Question 1: A Simulation Study

This is a simulation study. You are required to design your own simulation data generator and then compare the performance of two estimators: the naive difference-in-means estimator and the inverse-propensity weighted estimator. The two simulation scenarios should satisfy the following:

Scenarios 1: The naive difference-in-means estimator is biased downward compared with the true ATE, in the presence of a continuous confounder.
Scenarios 2: The naive difference-in-means estimator is biased upward compared with the true ATE, in the presence of a discrete confounder.

Briefly explain why the DIM (difference-in-means) estimator is biased in your settings. For both scenarios, replicate the simulation 100 times and compare the mean and sd of the two estimators.

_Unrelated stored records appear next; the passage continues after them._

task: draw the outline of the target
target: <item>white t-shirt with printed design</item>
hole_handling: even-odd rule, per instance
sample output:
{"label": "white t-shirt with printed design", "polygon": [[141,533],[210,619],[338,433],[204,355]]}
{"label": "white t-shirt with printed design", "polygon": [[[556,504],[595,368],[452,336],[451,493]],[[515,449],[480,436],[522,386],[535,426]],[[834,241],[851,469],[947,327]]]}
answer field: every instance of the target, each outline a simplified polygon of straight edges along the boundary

Question 2: Estimated vs. True Propensity Score

In our lecture, we briefly mentioned a property that using estimated propensity score can actually be better than using it theoretical truth. Let’s use a simulation study to see if this is in fact true. For Scenarios 1 in Question 1, use the following setting:

Sample size: 50
Number of simulation runs: 1000

Consider two IPW estimators, one using the true propensity score and the other using the estimated propensity score. Compare the mean and sd of the two estimators over your simulation runs. If your doubt your conclusion, also try a much larger sample size, and see if the conclusion changes.

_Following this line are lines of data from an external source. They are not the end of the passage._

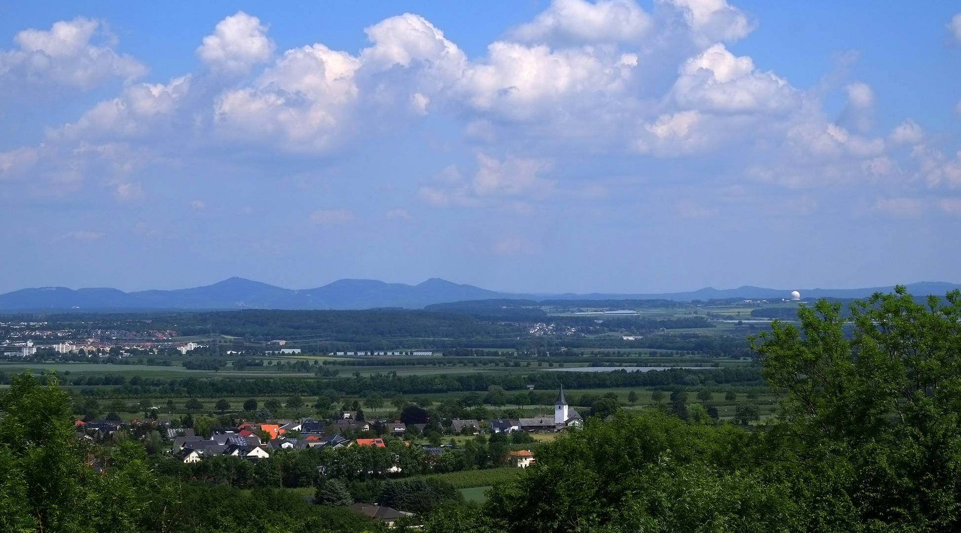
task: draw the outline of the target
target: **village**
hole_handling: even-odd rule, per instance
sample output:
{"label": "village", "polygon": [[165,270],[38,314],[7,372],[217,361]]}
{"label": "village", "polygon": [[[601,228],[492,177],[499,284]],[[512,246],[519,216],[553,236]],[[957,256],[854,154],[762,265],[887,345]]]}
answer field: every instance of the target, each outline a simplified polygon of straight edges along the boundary
{"label": "village", "polygon": [[[86,421],[78,419],[76,438],[92,445],[115,441],[121,433],[160,435],[160,448],[156,450],[159,454],[182,465],[179,468],[184,471],[207,470],[205,477],[225,461],[233,465],[233,470],[247,470],[251,477],[256,477],[258,463],[280,455],[306,453],[315,464],[311,479],[323,484],[327,479],[389,479],[475,468],[527,469],[536,461],[532,435],[546,436],[583,423],[583,418],[568,404],[563,390],[554,401],[553,415],[453,419],[432,425],[384,418],[365,419],[360,410],[340,411],[329,419],[237,419],[235,427],[202,427],[200,423],[191,424],[196,420],[190,418],[160,418],[156,409],[148,410],[147,415],[129,421],[110,417]],[[418,444],[412,436],[430,436],[432,442]],[[450,442],[443,443],[440,436]],[[457,444],[455,438],[461,444]],[[476,453],[478,443],[489,444],[483,457]],[[91,454],[88,466],[102,470],[111,461],[110,457]],[[313,496],[306,498],[315,501]],[[355,501],[350,508],[388,527],[403,517],[416,516],[409,509],[395,509],[377,501]]]}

Question 3: Matching Methods

Load the AOD data from the twang package. This data contains 600 observations and 5 covariates. The data was used in McCaffrey et al. (2013). The data is about the treatment effect for substance abuse treatment. The treatment variable is treat and the outcome variable is suf12. Please note that the treat variable has three categories. For this question, we will restrict ourselves to the data that received community (traditional programs, consider this as the control) or metcbt5 (MET/CBT-5: evidence-based motivational enhancement therapy plus cognitive behavior therapy) as the treatment label. In our lecture, we gave an example of matching using propensity score. In this homework, let’s consider an additional idea, which is covariate matching, meaning that, we consider the Euclidean distance between the covariates of the treated and control groups, and select the one that is closest. The covariates you should consider are anything besides treat and suf12 in the dataset. Perform the following two matching methods using your own code. Please note that, for both methods, we are only interested in the average treatment effect of the treated (ATT), meaning that we want to estimate the treatment effect of those who received metcbt5 treatment. Report the two matching methods in terms of the estimated ATT.

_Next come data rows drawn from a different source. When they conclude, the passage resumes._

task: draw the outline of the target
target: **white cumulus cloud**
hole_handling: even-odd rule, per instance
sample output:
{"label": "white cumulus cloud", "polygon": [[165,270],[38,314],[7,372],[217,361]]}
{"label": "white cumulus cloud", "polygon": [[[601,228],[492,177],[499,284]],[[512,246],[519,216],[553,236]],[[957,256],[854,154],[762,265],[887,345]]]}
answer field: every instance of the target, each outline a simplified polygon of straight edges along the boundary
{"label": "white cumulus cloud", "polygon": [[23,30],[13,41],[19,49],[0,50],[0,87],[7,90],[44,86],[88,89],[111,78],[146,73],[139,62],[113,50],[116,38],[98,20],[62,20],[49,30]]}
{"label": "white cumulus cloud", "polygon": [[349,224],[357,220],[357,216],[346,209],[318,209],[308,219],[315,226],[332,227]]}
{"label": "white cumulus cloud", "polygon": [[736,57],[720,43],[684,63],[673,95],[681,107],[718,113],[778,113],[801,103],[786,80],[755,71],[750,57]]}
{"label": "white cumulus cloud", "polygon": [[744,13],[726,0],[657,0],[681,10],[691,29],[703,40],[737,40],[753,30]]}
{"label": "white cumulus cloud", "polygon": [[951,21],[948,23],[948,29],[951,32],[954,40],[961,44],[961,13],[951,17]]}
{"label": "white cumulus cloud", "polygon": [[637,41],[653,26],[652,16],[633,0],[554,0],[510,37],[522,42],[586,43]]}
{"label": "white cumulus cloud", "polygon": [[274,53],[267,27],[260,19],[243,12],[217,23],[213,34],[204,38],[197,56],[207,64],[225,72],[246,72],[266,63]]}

Propensity Score Matching: Estimate the propensity score using logistic regression. Then, match each observation that received metcbt5 treatment with an observation that received community treatment using the propensity score. Based on your matching, estimate the ATE using the difference-in-means estimator.
Covariate Matching: For each observation that received metcbt5 treatment, find a matched observation that received community using Euclidean distance of the covariates. Based on your matching, estimate the ATE using the difference-in-means estimator.

Discuss in the covariate matching, what properties of the data could significantly affect the performance of the matching method. What can you do to mitigate these issues? You do not have to implement them.

Question 4: Invariance of IPW Estimator

The IPW estimator (Horvitz–Thompson Estimator) is not location invariant. If we add constant c to all observations, the IPW estimator will change. Show that the IPW estimator is not location invariant. To address this issue, a new estimator called the Hajek estimator was proposed:

\(\hat{\tau}_{\text{hajek}} = \frac{\sum_{i=1}^n \frac{A_iY_i}{\hat{e}_i}}{\sum_{i=1}^n \frac{A_i}{\hat{e}_i}} - \frac{\sum_{i=1}^n \frac{(1-A_i)Y_i}{1-\hat{e}_i}}{\sum_{i=1}^n \frac{(1-A_i)}{1-\hat{e}_i}}\)

Proof that the Hajek estimator is location invariant, meaning that when adding a constant c to all observations, the Hajek estimator will not change. Calculate this estimator based on your data in Question 2. Report the mean and sd of the estimator over your simulation runs.